Leggendo con attenzione la poesia, possiamo notare che vi è una vera e propria frantumazione dei
versi tradizionali, talora ridotti a parole singole. Ungaretti, con la sua nuova tecnica compositiva,
attua un rinnovamento formale fra i più radicali del periodo. Le parole, quindi, assumono una
fortissima capacità comunicativa ed una straordinaria intensità lirica, resa ancora più evidente
grazie all’utilizzo degli spazi bianchi, che insieme all’abolizione dei segni di interpunzione,
consentono alle rare parole presenti nei suoi versi di delinearsi nettamente nello spazio bianco della
pagina, con la stessa intensità e forza evocativa con cui la parola originaria si delinea nel silenzio.
La parola ritrova in Ungaretti la forza di emergere dal silenzio, come avviene ad esempio, grazie
allo spazio bianco che intercorre fra i versi “disanimata” e “Come” che fa emergere il doloroso
silenzio che precede per un attimo l’intensa riflessione del poeta.
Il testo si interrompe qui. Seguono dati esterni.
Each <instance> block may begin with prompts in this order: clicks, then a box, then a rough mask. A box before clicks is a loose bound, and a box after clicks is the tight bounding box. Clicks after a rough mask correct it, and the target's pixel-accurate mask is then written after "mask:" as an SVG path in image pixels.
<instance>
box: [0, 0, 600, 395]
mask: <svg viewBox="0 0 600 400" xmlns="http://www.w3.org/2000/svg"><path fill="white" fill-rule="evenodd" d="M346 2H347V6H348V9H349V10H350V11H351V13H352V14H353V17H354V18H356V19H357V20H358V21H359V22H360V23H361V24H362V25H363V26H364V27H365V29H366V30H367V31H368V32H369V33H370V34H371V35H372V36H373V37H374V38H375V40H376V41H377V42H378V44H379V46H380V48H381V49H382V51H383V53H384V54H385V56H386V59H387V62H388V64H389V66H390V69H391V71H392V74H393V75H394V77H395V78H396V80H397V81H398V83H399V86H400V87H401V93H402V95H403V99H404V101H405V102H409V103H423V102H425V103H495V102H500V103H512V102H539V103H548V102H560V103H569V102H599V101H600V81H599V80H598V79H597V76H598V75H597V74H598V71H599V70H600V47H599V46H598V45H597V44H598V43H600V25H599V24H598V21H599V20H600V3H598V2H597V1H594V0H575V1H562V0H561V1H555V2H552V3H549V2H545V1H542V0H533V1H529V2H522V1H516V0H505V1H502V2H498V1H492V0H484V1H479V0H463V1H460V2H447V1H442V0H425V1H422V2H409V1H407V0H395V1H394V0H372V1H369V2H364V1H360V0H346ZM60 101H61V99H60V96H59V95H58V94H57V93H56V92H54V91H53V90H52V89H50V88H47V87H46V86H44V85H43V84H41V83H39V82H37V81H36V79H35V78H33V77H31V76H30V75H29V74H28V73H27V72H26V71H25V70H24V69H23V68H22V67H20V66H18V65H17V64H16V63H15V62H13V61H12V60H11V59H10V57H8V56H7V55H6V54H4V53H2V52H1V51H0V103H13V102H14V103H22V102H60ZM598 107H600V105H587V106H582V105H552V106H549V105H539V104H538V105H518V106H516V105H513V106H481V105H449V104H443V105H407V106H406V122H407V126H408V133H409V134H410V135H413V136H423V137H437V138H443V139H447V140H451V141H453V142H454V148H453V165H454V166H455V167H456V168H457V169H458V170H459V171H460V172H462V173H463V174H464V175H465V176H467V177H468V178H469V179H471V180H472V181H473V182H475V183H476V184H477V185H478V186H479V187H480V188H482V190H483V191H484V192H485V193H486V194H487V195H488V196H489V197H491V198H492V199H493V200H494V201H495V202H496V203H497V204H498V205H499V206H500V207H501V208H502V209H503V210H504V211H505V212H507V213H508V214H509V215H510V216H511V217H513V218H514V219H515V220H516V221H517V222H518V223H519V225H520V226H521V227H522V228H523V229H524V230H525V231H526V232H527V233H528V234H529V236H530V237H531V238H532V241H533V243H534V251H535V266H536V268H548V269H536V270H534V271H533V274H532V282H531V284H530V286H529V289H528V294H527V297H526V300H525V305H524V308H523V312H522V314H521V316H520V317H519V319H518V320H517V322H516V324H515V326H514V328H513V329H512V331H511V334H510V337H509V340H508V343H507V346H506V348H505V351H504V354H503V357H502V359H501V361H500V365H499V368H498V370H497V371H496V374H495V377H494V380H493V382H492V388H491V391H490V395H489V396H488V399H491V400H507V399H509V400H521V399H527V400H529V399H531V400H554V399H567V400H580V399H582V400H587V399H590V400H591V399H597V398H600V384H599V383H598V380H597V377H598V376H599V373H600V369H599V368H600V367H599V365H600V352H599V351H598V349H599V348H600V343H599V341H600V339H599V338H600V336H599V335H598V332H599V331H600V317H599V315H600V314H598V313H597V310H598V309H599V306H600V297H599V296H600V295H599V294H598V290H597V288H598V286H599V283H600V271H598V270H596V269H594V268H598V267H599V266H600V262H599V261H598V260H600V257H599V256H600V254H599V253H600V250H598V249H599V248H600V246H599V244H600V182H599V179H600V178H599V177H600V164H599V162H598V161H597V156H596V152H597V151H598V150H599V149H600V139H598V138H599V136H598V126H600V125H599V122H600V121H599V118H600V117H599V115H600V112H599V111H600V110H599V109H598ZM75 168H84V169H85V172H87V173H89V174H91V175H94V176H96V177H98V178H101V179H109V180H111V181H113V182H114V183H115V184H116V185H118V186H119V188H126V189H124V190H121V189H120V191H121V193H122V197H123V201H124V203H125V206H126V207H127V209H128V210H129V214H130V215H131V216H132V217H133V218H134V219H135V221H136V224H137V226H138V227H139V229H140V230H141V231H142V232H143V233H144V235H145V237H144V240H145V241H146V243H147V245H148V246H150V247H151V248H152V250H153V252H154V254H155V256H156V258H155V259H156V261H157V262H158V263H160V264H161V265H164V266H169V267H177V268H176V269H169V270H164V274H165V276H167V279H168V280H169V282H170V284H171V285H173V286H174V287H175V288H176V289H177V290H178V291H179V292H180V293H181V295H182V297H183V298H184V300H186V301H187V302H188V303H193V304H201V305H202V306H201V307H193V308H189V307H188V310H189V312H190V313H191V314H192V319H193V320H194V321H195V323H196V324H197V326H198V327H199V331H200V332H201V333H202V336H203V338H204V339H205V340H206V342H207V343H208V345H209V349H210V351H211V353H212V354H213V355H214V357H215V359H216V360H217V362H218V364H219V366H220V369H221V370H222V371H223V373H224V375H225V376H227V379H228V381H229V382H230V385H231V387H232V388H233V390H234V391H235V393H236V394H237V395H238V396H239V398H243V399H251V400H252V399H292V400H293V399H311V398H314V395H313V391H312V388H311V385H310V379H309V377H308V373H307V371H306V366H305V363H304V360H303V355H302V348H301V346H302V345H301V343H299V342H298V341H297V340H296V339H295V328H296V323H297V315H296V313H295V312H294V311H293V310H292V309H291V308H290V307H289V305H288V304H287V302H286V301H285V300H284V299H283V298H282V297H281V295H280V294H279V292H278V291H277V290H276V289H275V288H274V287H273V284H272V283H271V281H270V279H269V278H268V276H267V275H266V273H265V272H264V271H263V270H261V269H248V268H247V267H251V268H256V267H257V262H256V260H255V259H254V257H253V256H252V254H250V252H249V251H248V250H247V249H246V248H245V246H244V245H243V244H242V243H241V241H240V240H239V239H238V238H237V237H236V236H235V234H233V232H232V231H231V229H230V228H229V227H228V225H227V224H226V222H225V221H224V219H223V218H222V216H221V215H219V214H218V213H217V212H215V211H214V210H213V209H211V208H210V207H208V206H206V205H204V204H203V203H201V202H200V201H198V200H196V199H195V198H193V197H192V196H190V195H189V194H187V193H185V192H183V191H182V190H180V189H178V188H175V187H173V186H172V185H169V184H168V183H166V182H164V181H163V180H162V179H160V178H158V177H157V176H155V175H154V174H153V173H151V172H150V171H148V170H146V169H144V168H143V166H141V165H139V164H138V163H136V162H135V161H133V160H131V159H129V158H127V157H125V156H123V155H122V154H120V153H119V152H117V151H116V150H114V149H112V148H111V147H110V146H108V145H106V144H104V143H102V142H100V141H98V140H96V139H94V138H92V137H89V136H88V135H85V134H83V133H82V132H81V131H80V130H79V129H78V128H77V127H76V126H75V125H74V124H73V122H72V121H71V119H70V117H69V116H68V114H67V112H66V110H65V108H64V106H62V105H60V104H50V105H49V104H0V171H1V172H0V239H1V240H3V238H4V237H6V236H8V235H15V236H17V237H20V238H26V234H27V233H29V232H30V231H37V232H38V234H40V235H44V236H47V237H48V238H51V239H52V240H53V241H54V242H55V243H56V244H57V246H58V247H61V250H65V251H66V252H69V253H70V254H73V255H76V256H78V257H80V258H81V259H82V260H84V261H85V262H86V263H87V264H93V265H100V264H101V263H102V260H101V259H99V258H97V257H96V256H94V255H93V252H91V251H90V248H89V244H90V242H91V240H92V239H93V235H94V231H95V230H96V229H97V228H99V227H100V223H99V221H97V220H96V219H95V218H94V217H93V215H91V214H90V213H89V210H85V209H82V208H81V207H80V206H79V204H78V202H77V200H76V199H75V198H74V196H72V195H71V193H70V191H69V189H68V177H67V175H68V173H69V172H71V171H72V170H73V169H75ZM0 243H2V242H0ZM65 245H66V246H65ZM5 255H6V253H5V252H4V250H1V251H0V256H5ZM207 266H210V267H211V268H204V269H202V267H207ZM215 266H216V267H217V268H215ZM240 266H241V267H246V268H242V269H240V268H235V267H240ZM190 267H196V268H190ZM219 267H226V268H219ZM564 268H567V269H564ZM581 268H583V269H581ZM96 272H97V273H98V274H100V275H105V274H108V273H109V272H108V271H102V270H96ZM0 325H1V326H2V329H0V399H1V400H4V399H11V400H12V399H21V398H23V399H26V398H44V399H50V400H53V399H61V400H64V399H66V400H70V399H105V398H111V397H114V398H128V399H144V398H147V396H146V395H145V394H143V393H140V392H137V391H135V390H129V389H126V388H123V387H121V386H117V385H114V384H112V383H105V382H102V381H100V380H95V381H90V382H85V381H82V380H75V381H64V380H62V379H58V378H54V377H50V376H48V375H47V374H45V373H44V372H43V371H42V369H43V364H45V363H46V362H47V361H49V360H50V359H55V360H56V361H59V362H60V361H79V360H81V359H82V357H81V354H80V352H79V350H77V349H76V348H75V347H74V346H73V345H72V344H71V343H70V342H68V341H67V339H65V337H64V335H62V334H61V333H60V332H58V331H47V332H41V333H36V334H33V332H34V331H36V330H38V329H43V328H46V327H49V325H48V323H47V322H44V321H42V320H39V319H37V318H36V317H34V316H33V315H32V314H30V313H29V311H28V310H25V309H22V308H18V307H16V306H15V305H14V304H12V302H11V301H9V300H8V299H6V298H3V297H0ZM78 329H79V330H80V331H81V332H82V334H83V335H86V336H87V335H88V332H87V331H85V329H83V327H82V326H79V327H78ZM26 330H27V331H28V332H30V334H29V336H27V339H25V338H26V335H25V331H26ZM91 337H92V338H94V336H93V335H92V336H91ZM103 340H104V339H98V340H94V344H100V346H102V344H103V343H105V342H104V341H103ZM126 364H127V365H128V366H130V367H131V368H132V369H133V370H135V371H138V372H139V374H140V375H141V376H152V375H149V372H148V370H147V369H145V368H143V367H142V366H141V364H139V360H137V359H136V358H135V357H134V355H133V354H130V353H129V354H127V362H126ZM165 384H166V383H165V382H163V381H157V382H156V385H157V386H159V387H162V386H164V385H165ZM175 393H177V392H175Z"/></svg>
La lirica de L’Allegria è rivoluzionaria non solo nell’utilizzo del linguaggio, ma anche della metrica
tradizionale. Infatti possiamo notare come in questa poesia vi sia da parte dell’autore il ricorso ai
versi liberi, anche se è possibile cogliere la presenza di alcune rime che evidentemente sono servite
al poeta per accrescere il senso della musicalità della sua poesia, ad esempio: “prosciugata” fa rima
con “disanimata”, “pietra” con “pietra”.
Ungaretti nelle sue liriche fa spesso ricorso all’analogia, come accade nella serie di versi simmetrici
che vanno dal terzo al sesto, dove essa serve per rivelare al lettore la dolorosa condizione
esistenziale del poeta.
Ne L’Allegria l’autore fa uso della parola pura, che egli cerca di cogliere nella sua essenzialità
evocativa, proprio attraverso il sottile utilizzo dell’analogia, che gli consente di abbandonare il più
tradizionale discorso logico.
Ungaretti prese le distanze dalla poetica estetizzante del dannunzianesimo, come dai futuristi che
esaltavano la guerra e la violenza e che annullavano l’uomo di fronte alla macchina, così come non
poteva condividere l’utilizzo che veniva fatto della parola da Pascoli e dai crepuscolari perché
pomposa, vuota e, quindi, non poetica.
Egli, invece, voleva utilizzare una parola che fosse veramente poetica, che fosse soggettiva ma nello
stesso tempo universale.
Il poeta riteneva che l’esperienza della guerra gli avesse consentito di raggiungere una sorta di
“primitivismo”, ossia un ritorno ai sentimenti elementari, perché il conflitto poneva l’uomo senza
alcuna protezione, ne svelava le debolezze, la fragilità, le paure ed il senso di solitudine, sentimenti
che però solo la parola nuda ed essenziale poteva narrare.